この年、ウィーンの音楽会で自作を披露する必要上、この曲の総譜を送り返してもらった。
「曲を送っていただいて心から感謝しています。(中略)新しいハフナー・ジンフォニーにはぼくはまったくびっくりさせられました。 - これについてはまったく忘れてしまっていました。これはきっと素晴らしい効果をあげるに相違ありません。」(2月15日付手紙)

海老沢敏さんの解説
「この作品は形の上では音楽会の幕開けとフィナーレを受け持つべく両端に置かれているとはいえ、メヌエットを一つ落としたりして、祝宴用のジンフォニーから祝祭的な交響曲へと完全に変身し、ヴィーンの聴衆の前にその姿を初めてあらわとしたのであった。そこには古い時代の社交的な消費財としてのジンフォニーの性格を超え出た、古典派の正統な、しかし形づくられたばかりの独立した交響曲いわゆる<カンマージンフォニー>の世界がみずみずしいかたちで立ち現われているのだ。これは解放された自由な音楽家モーツァルトが、その自由な心情と精神とによって、またすでに獲得された音楽的な技法と知識とによって、その音楽的創造をおしすすめる時、旧世界としてのザルツブルクから、旧習のかたちで注文された旧来の祝宴用音楽の作品までが質的な変容をとげざるを得ないという重要な歴史的現象の象徴的な実例ともいうべきものであろう。
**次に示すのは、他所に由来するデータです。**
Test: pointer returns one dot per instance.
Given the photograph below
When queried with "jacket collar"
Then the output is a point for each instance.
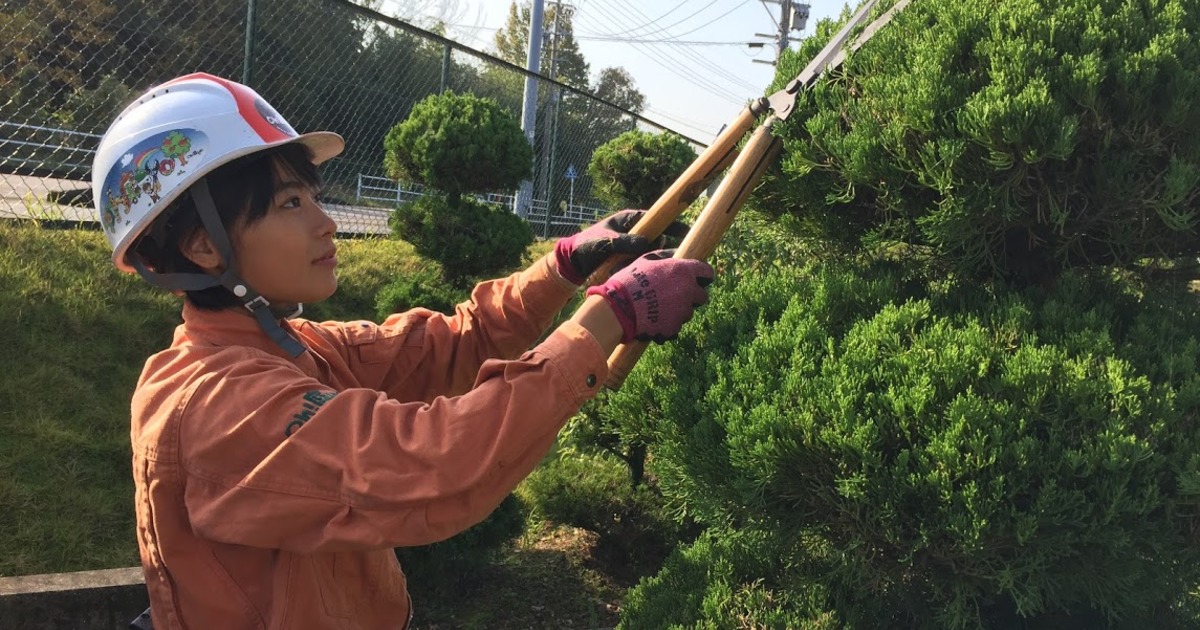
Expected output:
(232, 327)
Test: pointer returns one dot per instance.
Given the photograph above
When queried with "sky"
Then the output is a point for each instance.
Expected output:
(690, 58)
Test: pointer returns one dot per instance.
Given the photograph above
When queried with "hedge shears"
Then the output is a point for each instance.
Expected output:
(747, 168)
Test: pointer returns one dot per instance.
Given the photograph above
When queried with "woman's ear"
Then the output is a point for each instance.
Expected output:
(199, 249)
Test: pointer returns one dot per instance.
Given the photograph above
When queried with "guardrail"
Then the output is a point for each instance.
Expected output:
(384, 190)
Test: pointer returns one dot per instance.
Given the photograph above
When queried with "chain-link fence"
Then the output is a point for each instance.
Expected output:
(67, 67)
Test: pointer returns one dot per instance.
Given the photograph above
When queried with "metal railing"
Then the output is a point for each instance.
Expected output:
(376, 190)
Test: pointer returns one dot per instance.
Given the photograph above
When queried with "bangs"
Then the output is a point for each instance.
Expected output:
(271, 171)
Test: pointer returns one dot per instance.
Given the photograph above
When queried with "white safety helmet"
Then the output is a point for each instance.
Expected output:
(165, 144)
(172, 137)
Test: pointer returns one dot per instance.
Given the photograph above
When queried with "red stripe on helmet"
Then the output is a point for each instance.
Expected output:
(245, 99)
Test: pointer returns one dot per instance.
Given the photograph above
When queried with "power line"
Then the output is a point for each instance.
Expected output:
(673, 42)
(676, 67)
(701, 10)
(647, 24)
(713, 69)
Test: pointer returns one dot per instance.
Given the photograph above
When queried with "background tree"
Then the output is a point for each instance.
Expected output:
(635, 168)
(513, 43)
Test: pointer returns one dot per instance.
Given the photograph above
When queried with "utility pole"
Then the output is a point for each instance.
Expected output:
(523, 199)
(547, 139)
(792, 17)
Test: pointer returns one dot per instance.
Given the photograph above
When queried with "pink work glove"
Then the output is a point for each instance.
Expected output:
(655, 295)
(580, 255)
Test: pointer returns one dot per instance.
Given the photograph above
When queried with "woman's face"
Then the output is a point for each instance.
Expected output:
(289, 256)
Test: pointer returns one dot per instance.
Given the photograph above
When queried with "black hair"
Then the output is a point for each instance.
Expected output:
(243, 191)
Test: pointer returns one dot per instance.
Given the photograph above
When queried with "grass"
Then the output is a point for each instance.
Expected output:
(76, 335)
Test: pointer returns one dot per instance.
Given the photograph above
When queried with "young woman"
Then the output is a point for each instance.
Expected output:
(279, 461)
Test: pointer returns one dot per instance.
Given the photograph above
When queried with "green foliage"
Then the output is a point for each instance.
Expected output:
(635, 168)
(424, 289)
(459, 143)
(467, 238)
(732, 580)
(931, 454)
(593, 492)
(1011, 138)
(76, 335)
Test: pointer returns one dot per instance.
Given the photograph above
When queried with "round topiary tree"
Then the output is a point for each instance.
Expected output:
(635, 168)
(1012, 138)
(460, 144)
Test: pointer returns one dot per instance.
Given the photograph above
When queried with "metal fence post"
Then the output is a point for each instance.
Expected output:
(247, 61)
(445, 67)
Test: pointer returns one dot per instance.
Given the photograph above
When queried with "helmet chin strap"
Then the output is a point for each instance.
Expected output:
(251, 299)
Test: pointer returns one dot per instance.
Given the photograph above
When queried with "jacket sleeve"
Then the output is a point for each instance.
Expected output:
(420, 354)
(274, 459)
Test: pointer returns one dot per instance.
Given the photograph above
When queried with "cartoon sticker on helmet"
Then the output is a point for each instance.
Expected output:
(144, 171)
(273, 118)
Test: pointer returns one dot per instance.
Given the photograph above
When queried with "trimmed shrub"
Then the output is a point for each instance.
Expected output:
(929, 454)
(467, 238)
(593, 492)
(459, 143)
(635, 168)
(424, 289)
(1011, 138)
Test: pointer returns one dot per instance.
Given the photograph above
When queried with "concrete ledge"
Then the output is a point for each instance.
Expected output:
(83, 600)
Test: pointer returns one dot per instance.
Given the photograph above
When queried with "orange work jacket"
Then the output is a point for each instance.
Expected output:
(270, 491)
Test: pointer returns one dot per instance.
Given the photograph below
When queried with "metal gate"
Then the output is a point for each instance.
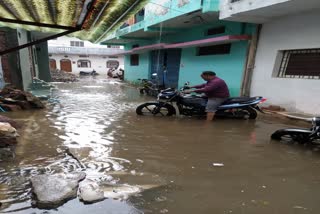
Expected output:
(65, 65)
(166, 63)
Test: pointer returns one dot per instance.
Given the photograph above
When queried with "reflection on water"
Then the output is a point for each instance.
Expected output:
(174, 156)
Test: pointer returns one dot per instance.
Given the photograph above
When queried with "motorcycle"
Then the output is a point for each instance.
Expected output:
(194, 105)
(300, 135)
(149, 87)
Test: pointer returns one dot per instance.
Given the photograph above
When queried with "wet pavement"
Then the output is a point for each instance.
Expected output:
(228, 166)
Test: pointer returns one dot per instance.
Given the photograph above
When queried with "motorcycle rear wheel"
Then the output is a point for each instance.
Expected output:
(155, 109)
(296, 136)
(250, 113)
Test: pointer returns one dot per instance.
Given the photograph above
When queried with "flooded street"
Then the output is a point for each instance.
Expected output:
(183, 165)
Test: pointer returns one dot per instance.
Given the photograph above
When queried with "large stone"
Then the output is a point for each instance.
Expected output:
(9, 120)
(53, 190)
(89, 192)
(7, 131)
(6, 153)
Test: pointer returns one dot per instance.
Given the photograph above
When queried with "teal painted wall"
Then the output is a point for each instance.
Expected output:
(228, 67)
(43, 61)
(210, 5)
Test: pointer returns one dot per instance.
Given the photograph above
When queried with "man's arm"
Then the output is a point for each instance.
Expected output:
(198, 86)
(207, 88)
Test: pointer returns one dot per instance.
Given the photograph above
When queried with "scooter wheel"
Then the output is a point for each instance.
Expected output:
(155, 109)
(290, 136)
(250, 113)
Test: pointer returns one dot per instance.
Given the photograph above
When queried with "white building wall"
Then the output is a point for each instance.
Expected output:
(228, 8)
(98, 63)
(292, 32)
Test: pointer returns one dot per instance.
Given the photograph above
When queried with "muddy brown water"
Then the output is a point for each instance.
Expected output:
(228, 166)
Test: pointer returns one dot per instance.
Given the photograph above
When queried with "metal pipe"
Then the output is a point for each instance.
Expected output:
(38, 41)
(116, 22)
(96, 19)
(38, 24)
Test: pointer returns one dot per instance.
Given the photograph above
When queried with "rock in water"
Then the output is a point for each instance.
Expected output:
(6, 130)
(53, 190)
(89, 192)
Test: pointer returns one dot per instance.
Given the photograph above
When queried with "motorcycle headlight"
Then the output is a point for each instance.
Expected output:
(316, 121)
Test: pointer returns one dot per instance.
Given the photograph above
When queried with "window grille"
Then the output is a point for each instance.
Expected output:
(84, 64)
(303, 63)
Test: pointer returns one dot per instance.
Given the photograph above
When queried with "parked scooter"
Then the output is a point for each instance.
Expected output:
(88, 73)
(149, 87)
(300, 135)
(194, 105)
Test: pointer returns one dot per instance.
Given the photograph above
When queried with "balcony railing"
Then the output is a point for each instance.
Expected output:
(82, 50)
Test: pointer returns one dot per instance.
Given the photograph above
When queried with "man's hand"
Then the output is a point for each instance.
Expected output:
(187, 91)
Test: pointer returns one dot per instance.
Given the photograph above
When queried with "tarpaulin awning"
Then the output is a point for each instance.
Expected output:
(95, 18)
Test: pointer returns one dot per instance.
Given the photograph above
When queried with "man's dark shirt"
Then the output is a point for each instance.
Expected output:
(214, 88)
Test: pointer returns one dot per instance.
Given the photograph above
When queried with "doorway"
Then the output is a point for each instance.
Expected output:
(65, 65)
(166, 63)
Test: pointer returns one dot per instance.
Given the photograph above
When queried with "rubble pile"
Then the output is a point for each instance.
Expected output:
(62, 76)
(12, 99)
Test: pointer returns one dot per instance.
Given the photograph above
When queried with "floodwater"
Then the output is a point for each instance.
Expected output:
(227, 166)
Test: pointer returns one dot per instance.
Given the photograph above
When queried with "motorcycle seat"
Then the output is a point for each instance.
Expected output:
(239, 100)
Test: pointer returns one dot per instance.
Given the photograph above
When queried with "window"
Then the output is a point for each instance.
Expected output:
(112, 64)
(216, 30)
(77, 43)
(304, 63)
(134, 59)
(214, 50)
(84, 64)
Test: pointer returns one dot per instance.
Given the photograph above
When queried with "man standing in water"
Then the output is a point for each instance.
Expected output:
(215, 89)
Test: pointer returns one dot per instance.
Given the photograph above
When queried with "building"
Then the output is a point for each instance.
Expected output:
(20, 67)
(287, 62)
(74, 55)
(178, 39)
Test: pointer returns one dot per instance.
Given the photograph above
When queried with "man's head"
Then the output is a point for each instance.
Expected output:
(208, 75)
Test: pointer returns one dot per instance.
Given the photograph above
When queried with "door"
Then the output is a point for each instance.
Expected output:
(65, 65)
(166, 63)
(172, 64)
(53, 64)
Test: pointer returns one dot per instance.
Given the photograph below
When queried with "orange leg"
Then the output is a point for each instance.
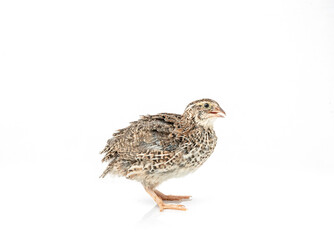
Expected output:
(161, 204)
(171, 197)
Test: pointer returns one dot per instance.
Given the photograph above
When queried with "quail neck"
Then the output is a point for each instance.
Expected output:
(158, 147)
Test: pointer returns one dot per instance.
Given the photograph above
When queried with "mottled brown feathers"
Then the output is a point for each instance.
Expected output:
(158, 147)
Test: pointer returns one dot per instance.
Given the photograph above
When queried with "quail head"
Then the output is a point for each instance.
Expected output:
(159, 147)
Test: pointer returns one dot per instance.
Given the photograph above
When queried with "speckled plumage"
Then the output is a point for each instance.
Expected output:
(159, 147)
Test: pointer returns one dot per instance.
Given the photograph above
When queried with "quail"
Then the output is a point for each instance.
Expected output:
(158, 147)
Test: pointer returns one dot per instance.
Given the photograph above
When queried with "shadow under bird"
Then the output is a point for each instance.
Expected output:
(159, 147)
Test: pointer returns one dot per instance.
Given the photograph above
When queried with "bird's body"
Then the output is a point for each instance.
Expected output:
(163, 146)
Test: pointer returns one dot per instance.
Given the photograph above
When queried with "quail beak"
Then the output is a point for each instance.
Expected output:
(218, 112)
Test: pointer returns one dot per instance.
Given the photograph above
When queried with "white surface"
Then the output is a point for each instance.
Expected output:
(72, 72)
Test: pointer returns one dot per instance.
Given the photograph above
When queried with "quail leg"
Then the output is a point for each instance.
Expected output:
(161, 204)
(171, 197)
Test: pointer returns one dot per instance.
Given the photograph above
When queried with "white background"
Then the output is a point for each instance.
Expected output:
(73, 72)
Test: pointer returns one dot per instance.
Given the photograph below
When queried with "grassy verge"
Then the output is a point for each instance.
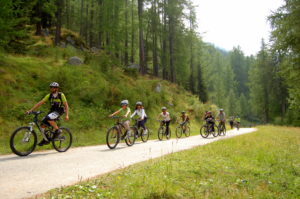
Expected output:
(264, 164)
モーツアルトがまことにあわただしく締切に間に合わせるべく、ばらばらに送ったこの作品が、再びその作曲者のもとにまとめられて戻された時、それを書き上げた当のモーツァルト自身が<まったくびっくりさせられました>とみずから驚嘆の声を挙げたことは、こうした不可思議な歴史的現象をまことに稀有なかたちであらわにしているといえるのである。
こうして獲得された地平の上を、モーツァルトは、爾後どのように歩み続け、そしてどこまで到達し、そしてどの地点で倒れるのであろうか? それを語ることが次の課題であろう。」

ハンブルクで刊行されているクラーマーの『音楽雑誌』5月9日号が報じる音楽会の模様。
「ヴィーン、一七八三年三月二十二日(!)発」(22日とあるのは23日の誤り)
「本日、名高い騎士モーツアルト氏は、国民劇場で音楽会を催し、たいへん愛好されている彼の作品が演奏された。音楽会はまことに好評であって、モーツァルト氏がフォルテピアノで弾いた二曲の新作協奏曲ならびにその他の即興演奏はこの上なく強い喝采をもって迎えられた。われらが君主は、いつものしきたりに反して、音楽会の間ずっとお立ち会いになられ、聴衆全員も当地では例のないほど一致した拍手喝采を送ったものだった。音楽会の収入は、総額で千六百グルデンともいわれている。」
*
3月10日
・アメリカ、軍隊の反乱未遂事件。給与未払いなど不満。ワシントンの説得。